Here is a quote from the Apache FreeMarker Project front-page:
(https://freemarker.apache.org/)
What is Apache FreeMarker™?
Apache FreeMarker™ is a template engine: a Java library to generate
text output (HTML web pages, e-mails, configuration files, source
code, etc.) based on templates and changing data. Templates are
written in the FreeMarker Template Language (FTL), which is a simple,
specialized language (not a full-blown programming language like PHP).
Usually, a general-purpose programming language (like Java) is used to
prepare the data (issue database queries, do business calculations).
Then, Apache FreeMarker displays that prepared data using templates.
In the template you are focusing on how to present the data, and
outside the template you are focusing on what data to present.
Figure [Photo/Image Not Posted]
This approach is often referred to as the MVC (Model View Controller)
pattern, and is particularly popular for dynamic web pages. It helps
in separating web page designers (HTML authors) from developers (Java
programmers usually). Designers won't face complicated logic in
templates, and can change the appearance of a page without programmers
having to change or recompile code.
While FreeMarker was originally created for generating HTML pages in
MVC web application frameworks, ** it isn't bound to servlets or HTML
or anything web-related.** It's used in non-web application
environments as well.
https://freemarker.apache.org/
I, myself, program Java & JavaScript web-servers on Google Cloud Server all day long.
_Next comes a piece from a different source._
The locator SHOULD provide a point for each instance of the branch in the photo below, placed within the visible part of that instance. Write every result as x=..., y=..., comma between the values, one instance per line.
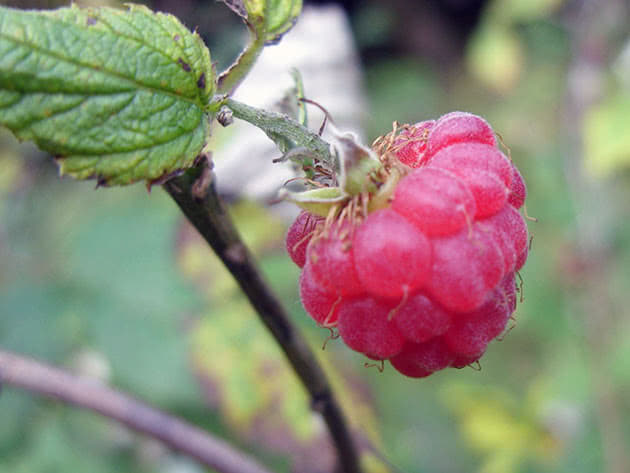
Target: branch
x=195, y=194
x=52, y=382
The only way to make a JavaScript function talk to a Java Function is through an HTTP GET / POST call to a Java-Servlet or, also, an old-school JSP Page. Though it says (explicity) right on the top-level domain page of the website that "Freemarker is not bound to Servlets" - that actually means the software classes / package does not have to run inside of a web-environment at all - perhaps on your desktop computer without a web-browser.
What I do know with an extremely high degree of certainty is that communication between the client (on a web-browser) and a server (a web-server) is always done through HTTP GET / POST requests. JSON, AJAX are common for higher communicating large amounts of data. If you expect a JavaScript method to make a call to a Java Class on the back-end, you will need to include a Servlet or JSP class - and the whole 9 yards to boot.
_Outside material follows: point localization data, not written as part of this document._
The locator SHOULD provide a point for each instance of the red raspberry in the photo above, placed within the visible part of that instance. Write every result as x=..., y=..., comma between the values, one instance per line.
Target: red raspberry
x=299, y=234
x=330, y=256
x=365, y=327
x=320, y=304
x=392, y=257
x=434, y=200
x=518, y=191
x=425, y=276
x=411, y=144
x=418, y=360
NOTE: I have not used Apache FreeMarker, but I program Java/JavaScript all day long. Judge accordingly! According to the Apache web-site, FreeMarker is of assistance in "programatically or automatically generating the HTML for pages" (which is what C# is good at) - which is actually something I do for my web-site, often, but (alas!) I don't use Apache's product. What that means is FreeMarker can help the generating of HTML more efficiently using Java Classes on the back-end server side ...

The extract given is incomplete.